Types of Preference Shares in India

  • Cumulative Preference Shares: Unpaid dividends accumulate and must be paid before any dividends to equity shareholders.
  • Non-Cumulative Preference Shares: Unpaid dividends do not accumulate.
  • Redeemable Preference Shares: These can be bought back by the company after a certain period.
  • Irredeemable Preference Shares: In India, irredeemable preference shares are not allowed; all preference shares must be redeemable.

Special Types of Shares in India

Apart from the standard classifications, Indian companies can issue the following special types of shares:

Sweat Equity Shares

  • These are issued to employees or directors of a company at a discount or for consideration other than cash.
  • They are often given to reward employees for their hard work, loyalty, or contribution to intellectual property.
  • As per the Companies Act, companies can issue sweat equity shares not exceeding 15% of the existing paid-up equity capital in a year or up to 25% in total.

Employee Stock Option Plan (ESOP)

  • ESOPs are options granted to employees, allowing them to purchase shares of the company at a predetermined price after a certain vesting period.
  • These plans are used to align the interests of employees with those of the company and its shareholders.

Bonus Shares

  • These are additional shares given to existing shareholders free of cost, based on the number of shares they already own.
  • They are usually issued out of the company’s profits or reserves.

Rights Shares

  • Rights shares are offered to existing shareholders at a discounted price to raise additional capital. Shareholders can subscribe to new shares in proportion to their current holdings.

Voting Rights and Differential Voting Rights (DVR)

  • Equity Shares with Differential Voting Rights: Companies can issue shares with differential voting rights as per Section 43 of the Companies Act, 2013, subject to SEBI guidelines. These shares allow companies to attract capital while limiting voting dilution for promoters.
  • Conditions for Issuing DVRs: To issue DVR shares, a company must meet specific criteria, such as a consistent profit track record and no default on debt payments.

Regulatory Framework

  • The issuance of shares in India is regulated by the Companies Act, 2013, SEBI regulations, and the Reserve Bank of India (RBI) for specific types of instruments.
  • SEBI sets guidelines for the issuance of shares by listed companies, ensuring transparency and protection for minority shareholders.

Key Differences Between Equity and Preference Shares

Feature

Equity Shares

Preference Shares

Voting Rights

Generally have voting rights

Limited or no voting rights

Dividend

Variable, not fixed

Fixed, paid before equity dividends

Priority in Liquidation

Last claim on assets

Priority over equity shareholders

Risk

Higher risk

Lower risk due to fixed dividends

Convertibility

Non-convertible

Can be convertible or non-convertible

Conclusion

Understanding the nuances of share classes in India is essential for investors and companies.

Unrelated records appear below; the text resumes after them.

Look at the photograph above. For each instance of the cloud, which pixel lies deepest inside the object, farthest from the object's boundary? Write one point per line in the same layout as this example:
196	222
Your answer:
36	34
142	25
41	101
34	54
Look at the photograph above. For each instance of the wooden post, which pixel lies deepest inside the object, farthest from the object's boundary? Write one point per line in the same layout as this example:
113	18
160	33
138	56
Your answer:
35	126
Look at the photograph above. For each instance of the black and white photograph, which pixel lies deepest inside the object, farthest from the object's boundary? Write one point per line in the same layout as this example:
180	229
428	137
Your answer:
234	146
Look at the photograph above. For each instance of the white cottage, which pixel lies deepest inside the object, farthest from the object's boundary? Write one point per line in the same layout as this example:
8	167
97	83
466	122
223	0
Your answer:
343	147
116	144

Investors should consider their risk tolerance, dividend expectations, and desire for voting power before investing. Companies can strategically use different classes of shares to raise capital while maintaining control and rewarding key stakeholders.

Indian companies, especially startups and high-growth firms, leverage share class structures to attract investors while safeguarding founder control. As the Indian equity market evolves, innovative share classes like DVRs and ESOPs will continue to gain prominence.